We want to be done with the hard thing. It’s exhausting.
That’s why one of the best gifts we can give ourselves is patience.
You didn’t become who you are right now overnight, and you won’t become the best version of yourself overnight, either.
Becoming is a process...
That word is both past, present, and future.
It is the actions of coming from somewhere and being somewhere while also on your way to somewhere else.
It’s a journey.
Yes...there will be bumps in the road. You can’t control those, but you can control how carefully and patiently you drive over them. An unseen hazard may flatten a tire. In that moment you can either stop, or you can put in the effort to persevere and repair the tire and keep going. You might run out of gas if you go too long without refueling, so you must be careful to rest and keep your tank full.

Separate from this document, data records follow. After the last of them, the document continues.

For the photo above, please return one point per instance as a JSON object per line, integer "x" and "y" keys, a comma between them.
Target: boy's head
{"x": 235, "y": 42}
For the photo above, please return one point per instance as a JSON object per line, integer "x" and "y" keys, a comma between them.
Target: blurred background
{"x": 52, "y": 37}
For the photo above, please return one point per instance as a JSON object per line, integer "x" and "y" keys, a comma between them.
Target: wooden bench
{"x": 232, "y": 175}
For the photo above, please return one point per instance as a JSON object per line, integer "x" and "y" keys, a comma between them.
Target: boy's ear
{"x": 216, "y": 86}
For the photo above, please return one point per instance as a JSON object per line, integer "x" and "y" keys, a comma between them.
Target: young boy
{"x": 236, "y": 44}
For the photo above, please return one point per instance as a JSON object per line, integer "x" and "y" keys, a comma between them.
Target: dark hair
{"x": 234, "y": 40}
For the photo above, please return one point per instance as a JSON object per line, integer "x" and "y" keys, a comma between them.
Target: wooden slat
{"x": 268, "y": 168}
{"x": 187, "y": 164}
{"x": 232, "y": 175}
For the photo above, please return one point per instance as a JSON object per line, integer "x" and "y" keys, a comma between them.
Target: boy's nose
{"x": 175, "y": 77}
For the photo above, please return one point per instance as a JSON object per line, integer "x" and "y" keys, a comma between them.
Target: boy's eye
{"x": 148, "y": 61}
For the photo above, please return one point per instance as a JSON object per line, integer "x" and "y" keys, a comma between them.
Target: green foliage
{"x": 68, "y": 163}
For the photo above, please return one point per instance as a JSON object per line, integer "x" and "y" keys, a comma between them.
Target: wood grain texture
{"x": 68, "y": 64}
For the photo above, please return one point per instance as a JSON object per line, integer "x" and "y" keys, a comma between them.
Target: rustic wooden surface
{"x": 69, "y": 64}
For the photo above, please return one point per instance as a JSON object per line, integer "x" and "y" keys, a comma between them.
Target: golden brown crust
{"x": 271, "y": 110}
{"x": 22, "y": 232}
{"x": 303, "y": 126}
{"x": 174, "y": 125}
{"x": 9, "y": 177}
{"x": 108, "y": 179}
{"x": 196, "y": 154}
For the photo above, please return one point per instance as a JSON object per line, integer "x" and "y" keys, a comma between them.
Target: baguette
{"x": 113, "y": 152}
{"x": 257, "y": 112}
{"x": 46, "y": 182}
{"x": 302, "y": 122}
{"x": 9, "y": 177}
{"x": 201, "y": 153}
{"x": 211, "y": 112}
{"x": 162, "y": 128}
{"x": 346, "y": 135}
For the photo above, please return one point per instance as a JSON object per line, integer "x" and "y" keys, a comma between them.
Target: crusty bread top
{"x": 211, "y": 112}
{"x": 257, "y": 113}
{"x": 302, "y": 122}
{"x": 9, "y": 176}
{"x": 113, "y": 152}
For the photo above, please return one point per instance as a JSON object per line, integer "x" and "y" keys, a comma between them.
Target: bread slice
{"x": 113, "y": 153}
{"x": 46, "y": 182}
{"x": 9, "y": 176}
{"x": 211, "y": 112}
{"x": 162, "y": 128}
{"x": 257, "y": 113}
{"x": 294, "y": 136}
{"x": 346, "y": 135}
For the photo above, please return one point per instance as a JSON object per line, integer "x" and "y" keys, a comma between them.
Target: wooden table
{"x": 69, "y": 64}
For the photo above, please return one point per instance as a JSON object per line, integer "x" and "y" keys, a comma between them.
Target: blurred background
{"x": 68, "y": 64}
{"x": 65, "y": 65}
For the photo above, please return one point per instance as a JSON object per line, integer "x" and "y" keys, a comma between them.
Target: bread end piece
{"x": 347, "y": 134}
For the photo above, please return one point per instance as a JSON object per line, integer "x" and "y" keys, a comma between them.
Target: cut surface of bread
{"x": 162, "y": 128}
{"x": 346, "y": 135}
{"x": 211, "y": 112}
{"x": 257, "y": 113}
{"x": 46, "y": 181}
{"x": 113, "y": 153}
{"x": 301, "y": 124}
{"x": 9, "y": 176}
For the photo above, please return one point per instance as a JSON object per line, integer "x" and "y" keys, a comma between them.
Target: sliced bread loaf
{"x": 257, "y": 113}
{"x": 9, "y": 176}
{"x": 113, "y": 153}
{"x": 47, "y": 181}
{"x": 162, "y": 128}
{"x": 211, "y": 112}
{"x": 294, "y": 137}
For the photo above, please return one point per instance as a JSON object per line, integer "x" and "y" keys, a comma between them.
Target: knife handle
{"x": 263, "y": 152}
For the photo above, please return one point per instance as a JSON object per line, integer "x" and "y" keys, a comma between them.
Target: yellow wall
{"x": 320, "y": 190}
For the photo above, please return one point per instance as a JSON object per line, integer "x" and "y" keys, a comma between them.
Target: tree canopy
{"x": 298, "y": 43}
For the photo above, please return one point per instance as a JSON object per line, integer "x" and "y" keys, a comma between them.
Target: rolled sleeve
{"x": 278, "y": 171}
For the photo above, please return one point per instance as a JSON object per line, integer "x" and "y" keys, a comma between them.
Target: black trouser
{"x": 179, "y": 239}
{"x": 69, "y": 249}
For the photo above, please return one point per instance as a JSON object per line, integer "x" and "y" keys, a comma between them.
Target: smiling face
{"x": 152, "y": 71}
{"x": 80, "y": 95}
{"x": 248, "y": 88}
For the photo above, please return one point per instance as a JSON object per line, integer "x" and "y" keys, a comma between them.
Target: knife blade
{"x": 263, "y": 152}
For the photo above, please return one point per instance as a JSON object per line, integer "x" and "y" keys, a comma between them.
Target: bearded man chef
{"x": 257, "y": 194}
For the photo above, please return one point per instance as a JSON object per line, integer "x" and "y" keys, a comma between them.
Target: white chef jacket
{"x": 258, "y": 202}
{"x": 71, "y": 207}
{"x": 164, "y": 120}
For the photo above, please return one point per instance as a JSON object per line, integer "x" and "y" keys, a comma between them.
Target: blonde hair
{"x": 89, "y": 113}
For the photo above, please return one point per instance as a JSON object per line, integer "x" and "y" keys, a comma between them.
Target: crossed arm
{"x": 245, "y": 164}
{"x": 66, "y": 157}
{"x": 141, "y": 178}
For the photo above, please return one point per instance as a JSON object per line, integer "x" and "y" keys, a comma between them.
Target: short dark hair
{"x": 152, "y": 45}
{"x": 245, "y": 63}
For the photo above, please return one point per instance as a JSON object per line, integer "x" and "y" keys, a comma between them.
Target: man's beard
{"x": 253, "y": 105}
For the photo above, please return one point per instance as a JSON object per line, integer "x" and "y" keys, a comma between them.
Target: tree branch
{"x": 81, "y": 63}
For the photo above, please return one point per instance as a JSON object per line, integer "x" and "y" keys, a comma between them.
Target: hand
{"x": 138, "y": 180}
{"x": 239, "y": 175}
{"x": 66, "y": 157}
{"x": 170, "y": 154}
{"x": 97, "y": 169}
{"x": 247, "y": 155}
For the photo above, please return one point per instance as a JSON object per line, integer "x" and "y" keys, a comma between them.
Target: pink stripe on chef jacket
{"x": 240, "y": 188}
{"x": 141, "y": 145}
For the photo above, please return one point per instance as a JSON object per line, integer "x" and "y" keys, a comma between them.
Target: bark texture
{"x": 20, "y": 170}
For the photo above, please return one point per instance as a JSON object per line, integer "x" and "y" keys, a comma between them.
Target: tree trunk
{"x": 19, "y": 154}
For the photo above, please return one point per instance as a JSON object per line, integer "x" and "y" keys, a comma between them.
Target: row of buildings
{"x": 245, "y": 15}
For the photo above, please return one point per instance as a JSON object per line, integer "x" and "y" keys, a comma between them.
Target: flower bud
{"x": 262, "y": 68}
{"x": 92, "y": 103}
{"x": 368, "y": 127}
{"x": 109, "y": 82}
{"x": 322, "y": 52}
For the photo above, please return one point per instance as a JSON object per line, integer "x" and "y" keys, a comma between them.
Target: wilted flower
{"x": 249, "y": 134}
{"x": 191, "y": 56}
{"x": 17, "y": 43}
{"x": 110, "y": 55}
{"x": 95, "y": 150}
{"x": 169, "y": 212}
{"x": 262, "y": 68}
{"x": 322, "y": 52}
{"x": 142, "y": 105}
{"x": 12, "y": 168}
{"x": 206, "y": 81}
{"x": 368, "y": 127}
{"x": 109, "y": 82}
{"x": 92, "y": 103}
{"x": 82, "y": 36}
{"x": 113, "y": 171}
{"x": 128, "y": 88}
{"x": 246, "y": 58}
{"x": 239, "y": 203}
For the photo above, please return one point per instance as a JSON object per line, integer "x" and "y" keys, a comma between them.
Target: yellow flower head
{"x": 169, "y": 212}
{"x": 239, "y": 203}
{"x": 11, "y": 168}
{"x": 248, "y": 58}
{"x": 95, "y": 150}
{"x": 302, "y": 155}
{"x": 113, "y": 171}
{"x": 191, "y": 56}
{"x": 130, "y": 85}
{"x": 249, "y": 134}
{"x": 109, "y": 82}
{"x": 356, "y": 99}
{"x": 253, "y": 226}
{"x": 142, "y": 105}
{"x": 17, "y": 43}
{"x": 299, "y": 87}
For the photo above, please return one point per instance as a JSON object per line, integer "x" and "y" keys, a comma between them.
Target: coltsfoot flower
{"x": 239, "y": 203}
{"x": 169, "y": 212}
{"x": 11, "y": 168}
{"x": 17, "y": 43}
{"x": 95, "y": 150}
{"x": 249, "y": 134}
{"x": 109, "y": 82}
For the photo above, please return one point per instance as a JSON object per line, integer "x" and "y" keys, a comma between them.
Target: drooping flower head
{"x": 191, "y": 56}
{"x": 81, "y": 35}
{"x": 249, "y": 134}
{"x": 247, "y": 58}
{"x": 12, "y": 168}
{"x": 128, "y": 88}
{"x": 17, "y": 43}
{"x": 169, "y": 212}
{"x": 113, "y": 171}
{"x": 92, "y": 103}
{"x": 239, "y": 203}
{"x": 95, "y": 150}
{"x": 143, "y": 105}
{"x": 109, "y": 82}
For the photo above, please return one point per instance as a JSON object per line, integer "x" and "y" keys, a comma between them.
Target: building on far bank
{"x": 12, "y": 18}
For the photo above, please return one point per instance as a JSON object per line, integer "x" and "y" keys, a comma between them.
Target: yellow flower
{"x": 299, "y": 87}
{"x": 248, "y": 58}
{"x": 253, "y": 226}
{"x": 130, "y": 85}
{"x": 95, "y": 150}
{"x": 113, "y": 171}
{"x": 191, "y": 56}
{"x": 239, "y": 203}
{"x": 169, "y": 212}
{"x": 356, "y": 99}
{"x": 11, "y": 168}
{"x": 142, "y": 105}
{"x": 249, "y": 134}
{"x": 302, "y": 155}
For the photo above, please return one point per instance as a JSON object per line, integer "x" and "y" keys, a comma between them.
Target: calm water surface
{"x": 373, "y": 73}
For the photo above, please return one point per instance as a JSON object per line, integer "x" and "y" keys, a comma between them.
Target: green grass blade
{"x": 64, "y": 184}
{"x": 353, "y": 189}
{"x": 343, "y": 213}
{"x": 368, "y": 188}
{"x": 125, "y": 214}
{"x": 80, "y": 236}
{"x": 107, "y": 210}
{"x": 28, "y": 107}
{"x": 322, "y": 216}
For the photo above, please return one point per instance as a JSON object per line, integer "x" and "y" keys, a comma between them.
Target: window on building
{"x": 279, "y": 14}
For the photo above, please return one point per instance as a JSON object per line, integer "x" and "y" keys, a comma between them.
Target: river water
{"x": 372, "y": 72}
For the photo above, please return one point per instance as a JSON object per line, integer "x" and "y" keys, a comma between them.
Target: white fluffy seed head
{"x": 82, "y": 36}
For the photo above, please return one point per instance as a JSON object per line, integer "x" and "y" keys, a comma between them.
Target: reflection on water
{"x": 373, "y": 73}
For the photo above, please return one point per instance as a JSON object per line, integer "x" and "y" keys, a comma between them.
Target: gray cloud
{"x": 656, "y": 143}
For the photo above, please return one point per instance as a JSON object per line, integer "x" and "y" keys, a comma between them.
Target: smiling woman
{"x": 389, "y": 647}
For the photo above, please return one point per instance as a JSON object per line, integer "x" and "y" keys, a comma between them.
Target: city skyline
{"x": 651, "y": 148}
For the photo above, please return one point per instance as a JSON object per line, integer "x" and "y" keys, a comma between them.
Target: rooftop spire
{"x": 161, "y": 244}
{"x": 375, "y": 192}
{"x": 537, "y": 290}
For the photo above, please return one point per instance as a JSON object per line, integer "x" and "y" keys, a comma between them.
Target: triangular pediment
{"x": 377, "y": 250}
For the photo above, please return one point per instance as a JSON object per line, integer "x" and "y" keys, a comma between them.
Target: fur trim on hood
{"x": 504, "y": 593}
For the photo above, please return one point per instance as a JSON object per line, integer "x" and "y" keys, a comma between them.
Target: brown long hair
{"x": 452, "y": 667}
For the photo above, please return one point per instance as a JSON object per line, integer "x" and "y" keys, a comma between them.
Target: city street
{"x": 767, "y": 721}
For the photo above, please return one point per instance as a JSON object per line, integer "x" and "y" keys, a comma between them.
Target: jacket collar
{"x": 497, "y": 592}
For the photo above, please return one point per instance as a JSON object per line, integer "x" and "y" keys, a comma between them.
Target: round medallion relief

Lastly...you need good passengers with you. You need those who will propel you towards “Righteous Road” (like the Message says in Proverbs 8), who give you wise direction and Godly counsel to take your best next step. The can’t drive for you, but they can encourage you to keep going. Choose those passengers wisely.

The important thing in “becoming” is to keep coming forward.
Keep persevering.
Be patient in the hard-to-maneuver places.
Pick good passengers.
And keep pressing forward.

Friday, May 10, 2019

Is it Time for You to Level Up?



"If I can just get this one thing done, or if I can just get passed this one difficult area, or if I can just achieve this area of success, everything will just level out and be easier and life will be smooth sailing…"
Have you ever thought that? I have. A lot.
Unfortunately, that’s not how it works. The truth is, everything we do today is preparing us for a harder tomorrow.
I mean, it starts the moment we are born! We spend the first year learning how to do more, be more independent and become more mobile. We enter the world learning and yearning to reach the next level: infancy to childhood, childhood to adolescence, adolescence to adulthood, and on and on.
Can you imagine if a three year old decided they had reached their potential because they could feed themselves and go potty on their own and walk and talk? And so they decided they were done doing more or learning any new harder things.
It’s ridiculous and sad to even think about that!
But that’s really how grown-up people think a lot! When we adopt that type of thinking we are really saying that we want to stop growing, that we want to level out. And that’s not God’s goal. God is constantly pushing us to grow, and to change.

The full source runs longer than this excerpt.